- Also known as: Joint Venture
- Genre: Crime, Drama
- Created by: Cauê Laratta Chico Mattoso Marcelo Starobinas Mariana Trench Bastos
- Written by: Cauê Laratta Chico Mattoso Marcelo Starobinas Mariana Trench Bastos
- Directed by: Quico Meirelles Fernando Meirelles Luis Carone Rodrigo Pesavento
- Starring: Luis Navarro Henrique Santana Teca Pereira Daniel Furlan Maria Zilda Bethlem
- Country of origin: Brazil
- Original language: Portuguese
- No. of seasons: 2
- No. of episodes: 20

Production
- Executive producers: Andrea Barata Ribeiro Bel Berlink Fernando Meirelles Roberto Rios Eduardo Zaca Luis Peraza
- Production companies: HBO Latin America Originals O2 Filmes

Original release
- Network: HBO Brazil HBO Latin America
- Release: August 4, 2019 - November 4, 2022

= Pico da Neblina (TV series) =

Pico da Neblina is a Brazilian crime drama television series that premiered on HBO Brazil and Latin America on August 4, 2019. It depicts a scenario in which marijuana has been legalized in Brazil and following the story of a former drug dealer who needs to find a way to keep working.

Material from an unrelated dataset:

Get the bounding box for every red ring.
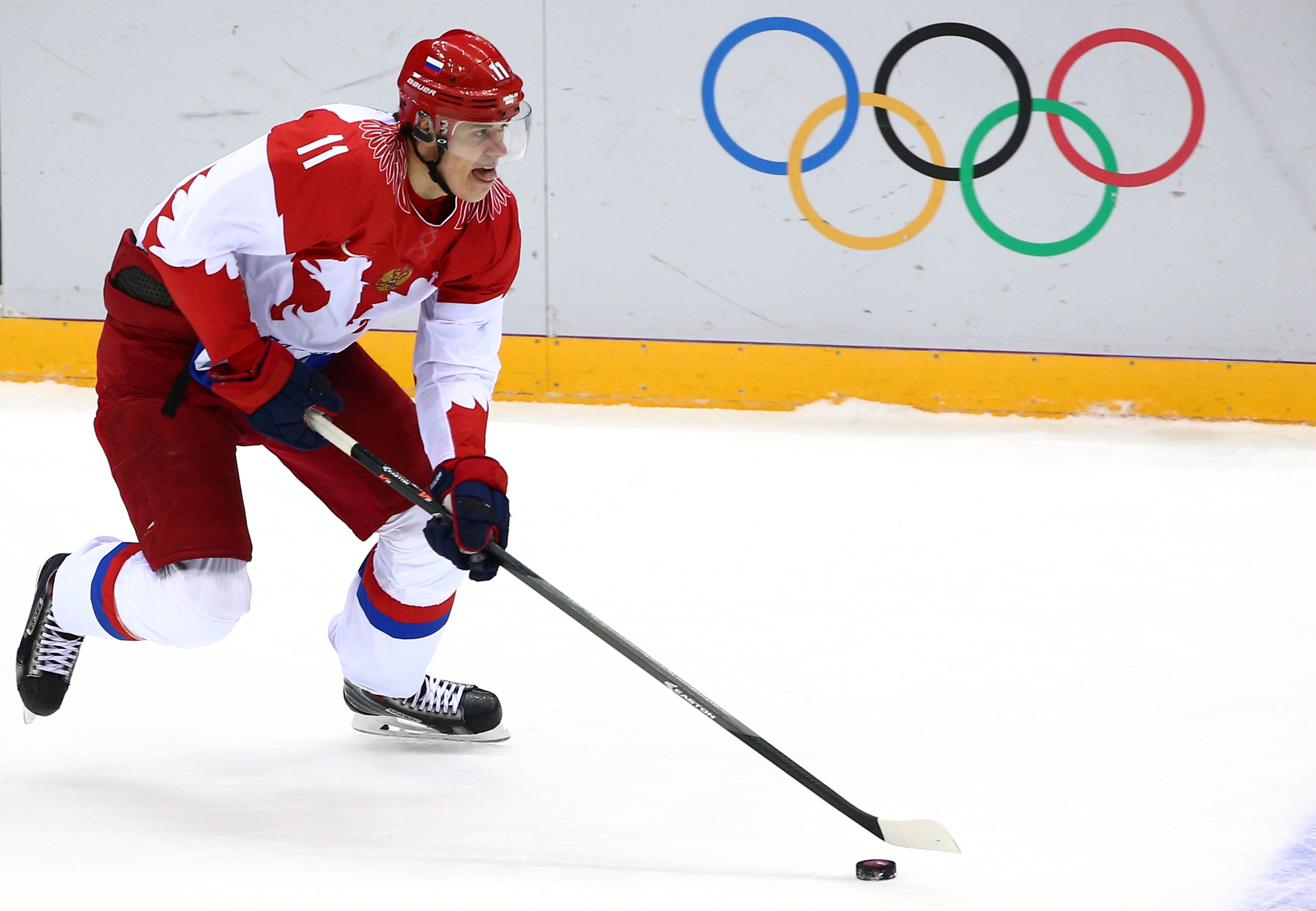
[1046,29,1207,187]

The title is a pun on the meaning of 'high', as Pico da Neblina is the highest peak in Brazil.

==Premise==
The series follows the story of Biriba (Luís Navarro), a young drug trafficker from São Paulo who, after the legalization of marijuana in Brazil, decides to abandon his life on crime and sell his weed legally along with an inexperienced investor partner. But Salim (Henrique Santana), his childhood friend, decides to follow as an old-fashioned drug dealer in the illegality.

==Cast and characters==

- Luis Navarro as Biriba
- Henrique Santana as Salim
- Teca Pereira as Irene
- Daniel Furlan as Vini
- Maria Zilda Bethlem as Suzette Tortoriello
- Leilah Moreno as Kelly
- Dexter as CD
- William Costa as Piolho
- Bruno Giordano as Fernão Tortoriello
- Sabrina Petraglia as Nanda
- Bruce de Araújo as Digão
- Lenita Oliver as Marcela
- Nathalia Ernesto as Laura
- Fabio Marcoff as Joselo
- Renata Carvalho as Carmen
- Inara as Gabriela
- Nayobé Nzainab as Amanda
- Gabriel Salazar as Buiú
- Ivan Arcuschin as Humberto Tortoriello
- Che Moais as Pescoço
- Jorge Neto as Rick
- Henrique Brandon as Torneira
- Alex Gruli as Sargento Lopes
- Tásia D'Paula as Sônia
- Ivan de Almeida as Bigode
- Augusto Madeira as Rogério
- Fábio Neppo as Bigato

==Production==
=== Conception and development ===
According to the director Quico Meirelles, when Pico da Neblina was being produced, in 2015, he imagined that, when the series would be premiered, in 2019, cannabis would already been legalized in Brazil. But what he saw was a twist in the opposite direction, with the discussions paralyzed in the National Congress of Brazil. The director said he could only imagine what this hypothetical Brazil would be like, based on experiences from other countries that have already legalized the drug, as part of Europe, Uruguay, Canada and the United States.

HBO Latin America announced the production of the series during the 2018 Rio2C (Rio Creative Conference) event. It was revealed that the first season of the series consisting of ten episodes would be produced by Academy Award nominated director Fernando Meirelles.

==Release==

===Broadcast===
The series premiered simultaneously on HBO Brazil, HBO Latin America and the streaming service HBO Go on August 4, 2019. In Spain, the series premiered on August 5, 2019, on HBO España.